One of the riskiest investments on offer today is in the Democratic Republic of the Congo (DRC). In July, it auctioned the exploration rights for 30 oil and gas blocks in an area of about 277,000sq km (106,950sq miles) – larger than the size of the United Kingdom.
Some of the blocks overlap with protected areas, including Virunga National Park, a World Heritage Site that is threatened by armed conflicts and now by the prospects of drilling. It is home to the Batwa and other local communities facing violence and discrimination, as well as 3,000 species of animals, including the critically endangered eastern gorilla.
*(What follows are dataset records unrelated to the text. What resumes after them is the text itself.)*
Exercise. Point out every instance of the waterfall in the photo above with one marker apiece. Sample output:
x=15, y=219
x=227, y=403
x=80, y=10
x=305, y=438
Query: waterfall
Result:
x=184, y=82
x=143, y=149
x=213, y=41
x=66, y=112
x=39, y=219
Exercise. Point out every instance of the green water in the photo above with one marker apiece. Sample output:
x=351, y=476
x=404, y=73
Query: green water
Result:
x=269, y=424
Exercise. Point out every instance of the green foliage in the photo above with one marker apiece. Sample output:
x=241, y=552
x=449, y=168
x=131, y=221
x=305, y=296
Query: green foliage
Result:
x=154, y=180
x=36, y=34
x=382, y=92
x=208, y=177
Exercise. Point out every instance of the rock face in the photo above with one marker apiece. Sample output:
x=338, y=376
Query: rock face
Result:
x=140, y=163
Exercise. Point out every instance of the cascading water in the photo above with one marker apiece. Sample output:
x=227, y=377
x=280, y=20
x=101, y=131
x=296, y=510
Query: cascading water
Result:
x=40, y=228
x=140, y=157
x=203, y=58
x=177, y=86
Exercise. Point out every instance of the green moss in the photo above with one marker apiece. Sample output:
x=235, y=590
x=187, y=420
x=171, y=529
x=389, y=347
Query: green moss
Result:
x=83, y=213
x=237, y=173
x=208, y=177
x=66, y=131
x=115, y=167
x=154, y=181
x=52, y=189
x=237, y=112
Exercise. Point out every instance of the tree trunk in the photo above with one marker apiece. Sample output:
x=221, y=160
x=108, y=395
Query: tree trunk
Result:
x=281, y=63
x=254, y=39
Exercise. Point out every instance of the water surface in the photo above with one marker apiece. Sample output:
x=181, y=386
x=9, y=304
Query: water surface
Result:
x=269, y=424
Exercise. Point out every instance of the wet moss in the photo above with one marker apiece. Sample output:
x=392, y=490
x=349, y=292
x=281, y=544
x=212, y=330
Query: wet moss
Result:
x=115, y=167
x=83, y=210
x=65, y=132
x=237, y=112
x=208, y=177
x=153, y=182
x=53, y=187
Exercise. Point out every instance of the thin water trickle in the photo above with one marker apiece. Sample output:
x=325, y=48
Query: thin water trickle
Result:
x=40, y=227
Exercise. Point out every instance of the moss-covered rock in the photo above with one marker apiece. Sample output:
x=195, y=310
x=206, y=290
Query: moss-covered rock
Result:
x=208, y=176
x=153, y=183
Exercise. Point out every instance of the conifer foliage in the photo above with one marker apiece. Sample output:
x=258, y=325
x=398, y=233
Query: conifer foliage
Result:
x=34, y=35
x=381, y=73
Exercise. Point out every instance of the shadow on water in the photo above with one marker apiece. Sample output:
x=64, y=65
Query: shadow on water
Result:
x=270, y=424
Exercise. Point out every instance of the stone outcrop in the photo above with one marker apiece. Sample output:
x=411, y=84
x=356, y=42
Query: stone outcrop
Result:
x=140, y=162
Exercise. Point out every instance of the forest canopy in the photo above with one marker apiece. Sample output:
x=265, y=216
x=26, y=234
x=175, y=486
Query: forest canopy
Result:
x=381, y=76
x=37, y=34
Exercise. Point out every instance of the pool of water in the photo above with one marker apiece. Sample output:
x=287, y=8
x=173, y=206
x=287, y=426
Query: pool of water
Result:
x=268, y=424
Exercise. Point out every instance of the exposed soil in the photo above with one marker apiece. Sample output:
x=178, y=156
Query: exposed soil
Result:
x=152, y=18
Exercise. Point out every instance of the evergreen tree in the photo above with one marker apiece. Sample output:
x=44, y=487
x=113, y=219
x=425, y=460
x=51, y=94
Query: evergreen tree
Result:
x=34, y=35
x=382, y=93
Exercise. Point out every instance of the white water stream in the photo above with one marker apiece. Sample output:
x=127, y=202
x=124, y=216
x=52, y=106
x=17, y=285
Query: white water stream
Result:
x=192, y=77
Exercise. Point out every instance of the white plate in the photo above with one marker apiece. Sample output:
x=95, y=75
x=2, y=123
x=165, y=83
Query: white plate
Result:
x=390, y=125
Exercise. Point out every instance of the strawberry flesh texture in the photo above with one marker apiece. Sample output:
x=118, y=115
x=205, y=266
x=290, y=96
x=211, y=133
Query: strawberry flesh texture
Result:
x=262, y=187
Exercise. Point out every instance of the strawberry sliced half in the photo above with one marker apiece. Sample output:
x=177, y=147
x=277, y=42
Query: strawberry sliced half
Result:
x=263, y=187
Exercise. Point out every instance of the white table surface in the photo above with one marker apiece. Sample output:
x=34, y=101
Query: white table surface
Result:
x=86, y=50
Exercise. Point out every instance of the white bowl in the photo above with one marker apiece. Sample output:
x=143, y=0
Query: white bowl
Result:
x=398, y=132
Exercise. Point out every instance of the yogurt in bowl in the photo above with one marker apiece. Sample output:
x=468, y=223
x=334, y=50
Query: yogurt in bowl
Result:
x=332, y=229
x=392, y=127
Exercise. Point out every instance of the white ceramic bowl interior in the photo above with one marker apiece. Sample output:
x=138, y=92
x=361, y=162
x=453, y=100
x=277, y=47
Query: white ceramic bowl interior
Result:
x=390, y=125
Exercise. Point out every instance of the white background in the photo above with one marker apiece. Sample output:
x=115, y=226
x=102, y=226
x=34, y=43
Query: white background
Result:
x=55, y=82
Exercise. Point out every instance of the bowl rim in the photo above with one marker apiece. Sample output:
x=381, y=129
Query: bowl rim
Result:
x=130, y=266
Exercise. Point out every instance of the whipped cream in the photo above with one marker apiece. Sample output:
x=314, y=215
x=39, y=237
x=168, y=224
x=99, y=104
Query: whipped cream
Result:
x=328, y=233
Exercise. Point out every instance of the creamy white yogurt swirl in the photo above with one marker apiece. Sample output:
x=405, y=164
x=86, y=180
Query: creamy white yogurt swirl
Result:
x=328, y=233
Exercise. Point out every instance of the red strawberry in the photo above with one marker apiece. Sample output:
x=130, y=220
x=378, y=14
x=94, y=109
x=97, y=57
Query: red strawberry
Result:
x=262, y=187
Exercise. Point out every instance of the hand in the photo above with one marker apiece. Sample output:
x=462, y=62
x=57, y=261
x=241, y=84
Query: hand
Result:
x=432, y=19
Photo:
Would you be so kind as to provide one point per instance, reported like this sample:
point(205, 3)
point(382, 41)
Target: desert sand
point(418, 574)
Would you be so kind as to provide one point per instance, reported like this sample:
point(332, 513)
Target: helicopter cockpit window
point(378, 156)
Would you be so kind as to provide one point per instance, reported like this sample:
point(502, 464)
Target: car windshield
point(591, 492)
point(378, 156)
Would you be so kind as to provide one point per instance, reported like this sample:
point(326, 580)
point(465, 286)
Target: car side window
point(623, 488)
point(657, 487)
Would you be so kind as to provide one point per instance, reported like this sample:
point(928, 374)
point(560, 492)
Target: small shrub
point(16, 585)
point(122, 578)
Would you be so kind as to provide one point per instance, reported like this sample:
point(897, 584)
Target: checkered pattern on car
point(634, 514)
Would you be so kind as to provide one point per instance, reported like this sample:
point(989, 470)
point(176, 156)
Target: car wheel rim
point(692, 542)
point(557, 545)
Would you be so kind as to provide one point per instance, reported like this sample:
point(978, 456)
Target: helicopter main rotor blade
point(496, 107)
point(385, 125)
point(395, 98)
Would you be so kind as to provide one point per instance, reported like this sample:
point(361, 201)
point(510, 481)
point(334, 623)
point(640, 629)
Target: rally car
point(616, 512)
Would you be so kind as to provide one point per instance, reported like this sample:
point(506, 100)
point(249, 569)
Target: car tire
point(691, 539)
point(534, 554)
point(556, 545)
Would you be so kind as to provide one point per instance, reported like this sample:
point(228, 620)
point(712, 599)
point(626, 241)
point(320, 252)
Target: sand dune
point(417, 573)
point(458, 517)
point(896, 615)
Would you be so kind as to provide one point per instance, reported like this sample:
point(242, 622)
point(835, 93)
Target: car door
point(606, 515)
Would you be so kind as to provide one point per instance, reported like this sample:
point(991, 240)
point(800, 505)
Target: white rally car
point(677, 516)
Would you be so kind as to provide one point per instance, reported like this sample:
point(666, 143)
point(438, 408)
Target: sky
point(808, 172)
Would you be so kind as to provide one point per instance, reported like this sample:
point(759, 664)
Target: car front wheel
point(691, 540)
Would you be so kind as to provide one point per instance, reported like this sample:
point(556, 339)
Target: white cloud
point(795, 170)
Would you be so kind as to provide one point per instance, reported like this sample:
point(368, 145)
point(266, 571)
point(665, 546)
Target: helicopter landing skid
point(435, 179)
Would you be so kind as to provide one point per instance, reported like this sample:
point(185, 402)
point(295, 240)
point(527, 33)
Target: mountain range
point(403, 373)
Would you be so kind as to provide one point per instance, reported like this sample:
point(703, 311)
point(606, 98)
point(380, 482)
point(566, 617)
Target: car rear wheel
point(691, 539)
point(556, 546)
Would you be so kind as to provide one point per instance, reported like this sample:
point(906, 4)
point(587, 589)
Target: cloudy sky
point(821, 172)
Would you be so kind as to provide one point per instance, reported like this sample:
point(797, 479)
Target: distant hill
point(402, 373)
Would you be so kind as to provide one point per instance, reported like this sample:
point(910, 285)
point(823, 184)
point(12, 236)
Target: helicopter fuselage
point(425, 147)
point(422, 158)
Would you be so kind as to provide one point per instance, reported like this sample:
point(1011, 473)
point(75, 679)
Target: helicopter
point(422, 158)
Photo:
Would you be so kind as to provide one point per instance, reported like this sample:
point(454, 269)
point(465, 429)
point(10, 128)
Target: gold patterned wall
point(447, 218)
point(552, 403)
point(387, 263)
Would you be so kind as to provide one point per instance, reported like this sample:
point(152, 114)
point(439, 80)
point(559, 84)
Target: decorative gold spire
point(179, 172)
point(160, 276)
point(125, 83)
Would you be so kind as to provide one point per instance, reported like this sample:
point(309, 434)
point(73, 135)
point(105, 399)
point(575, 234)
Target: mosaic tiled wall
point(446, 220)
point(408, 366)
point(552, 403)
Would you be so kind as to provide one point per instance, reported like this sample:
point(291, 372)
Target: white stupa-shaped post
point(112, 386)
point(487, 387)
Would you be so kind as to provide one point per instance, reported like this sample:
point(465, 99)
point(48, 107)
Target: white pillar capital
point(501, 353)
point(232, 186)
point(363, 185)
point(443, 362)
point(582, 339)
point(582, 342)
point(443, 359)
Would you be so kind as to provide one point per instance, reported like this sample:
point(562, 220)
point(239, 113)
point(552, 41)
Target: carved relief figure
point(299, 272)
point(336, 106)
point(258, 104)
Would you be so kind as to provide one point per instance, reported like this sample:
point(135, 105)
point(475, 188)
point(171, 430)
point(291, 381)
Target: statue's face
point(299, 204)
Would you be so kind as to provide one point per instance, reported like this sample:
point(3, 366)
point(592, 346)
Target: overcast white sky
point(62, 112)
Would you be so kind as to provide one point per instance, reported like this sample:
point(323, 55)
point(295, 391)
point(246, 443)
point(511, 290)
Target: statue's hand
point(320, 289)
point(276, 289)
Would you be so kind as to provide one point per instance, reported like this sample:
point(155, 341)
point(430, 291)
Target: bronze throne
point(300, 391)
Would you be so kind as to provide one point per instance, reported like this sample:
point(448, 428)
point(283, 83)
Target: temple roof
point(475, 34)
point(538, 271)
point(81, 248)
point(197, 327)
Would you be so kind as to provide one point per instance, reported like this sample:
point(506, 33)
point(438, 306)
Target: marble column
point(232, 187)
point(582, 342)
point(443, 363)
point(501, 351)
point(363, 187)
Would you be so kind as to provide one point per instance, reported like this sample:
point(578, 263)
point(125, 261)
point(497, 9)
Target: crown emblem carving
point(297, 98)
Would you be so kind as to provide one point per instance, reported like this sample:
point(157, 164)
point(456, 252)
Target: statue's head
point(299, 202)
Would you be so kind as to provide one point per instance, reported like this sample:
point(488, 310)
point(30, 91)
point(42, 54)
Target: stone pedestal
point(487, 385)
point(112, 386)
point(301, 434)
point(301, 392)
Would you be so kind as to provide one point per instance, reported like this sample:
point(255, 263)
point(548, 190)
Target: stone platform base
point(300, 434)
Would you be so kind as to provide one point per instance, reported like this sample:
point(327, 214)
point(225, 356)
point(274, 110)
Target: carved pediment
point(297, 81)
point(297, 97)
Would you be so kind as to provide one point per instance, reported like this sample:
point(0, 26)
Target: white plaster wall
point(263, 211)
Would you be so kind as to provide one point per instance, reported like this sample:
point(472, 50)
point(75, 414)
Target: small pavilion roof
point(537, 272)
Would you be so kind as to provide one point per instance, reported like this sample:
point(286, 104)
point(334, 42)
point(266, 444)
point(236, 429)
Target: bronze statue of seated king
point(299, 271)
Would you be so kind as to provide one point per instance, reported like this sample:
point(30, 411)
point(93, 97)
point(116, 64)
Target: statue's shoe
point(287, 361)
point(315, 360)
Other blocks are in the peatlands of the Cuvette Centrale, which serve as a sink that stores about 30 gigatons of carbon, equivalent to three years of global emissions from fossil fuels.
Simon Lewis, a professor at Leeds University and head of a British-Congolese research group called CongoPeat, has called the DRC blocks “the worst place in the world to drill for oil”. Lewis has warned there may not be substantial oil deposits beneath the Congo forests, and if there are, getting them from extremely remote areas to global markets may not be economically viable. Yet even if exploration reveals no commercial-scale oilfields, it will seriously damage the rainforest’s biodiversity.
Beyond the DRC too, Russia’s war in Ukraine and rising energy prices have been one of the triggers of a new scramble for fossil fuels across Africa — from Senegal through Namibia to Uganda.
The International Energy Agency (IEA) has said the world needs a complete bar on all new fossil fuel investments to get to net-zero emissions by 2050, a minimum goal laid out by the IPCC, the United Nations panel of experts on climate change.
That prescription is particularly important for Africa, where oil production often has higher carbon intensity than elsewhere — the equivalent of about 40 percent more carbon dioxide per barrel.
Africa and the broader Global South are also often the worst sufferers of the effects of climate change. In October, Nigeria reported almost 800,000 displaced and 500 dead from floods, while Pakistan is still dealing with the aftermath of devastating floods that drowned a third of the country. In Somalia, one million people have been displaced due to a drought following a two-year historic dry spell. And the list goes on.
The new scramble for fossil fuels has devastating implications for human rights as well. Exploration and drilling rights are being granted in ways that sacrifice natural ecosystems that have been serving local and Indigenous communities for centuries. In the DRC, communities were not even informed before their land was auctioned.
Insurance companies have enormous power to force change. Without insurance, most new fossil fuel projects cannot proceed and existing ones must close. As the Insure Our Future coalition — which ranks the world’s top insurers on the basis of their fossil fuel exclusion policies — has demanded, it is vital to end insurance for new oil, gas and coal projects. It is also critical to phase out support for existing projects and for insurers to divest all assets from coal, oil and gas companies that are not aligned with a pathway that limits the planet’s temperature increase to 1.5 degrees Celsius (2.7 degrees Fahrenheit).
Finally, insurers must maintain robust due diligence and verification mechanisms to ensure clients fully respect and observe all human rights.
That is essential for the world but also a sensible business strategy for insurers: Projects in the DRC and other such vulnerable ecosystems likely represent the worst deals in the world to insure. They are best avoided — for everyone.
The views expressed in this article are the authors’ own and do not necessarily reflect Al Jazeera’s editorial stance.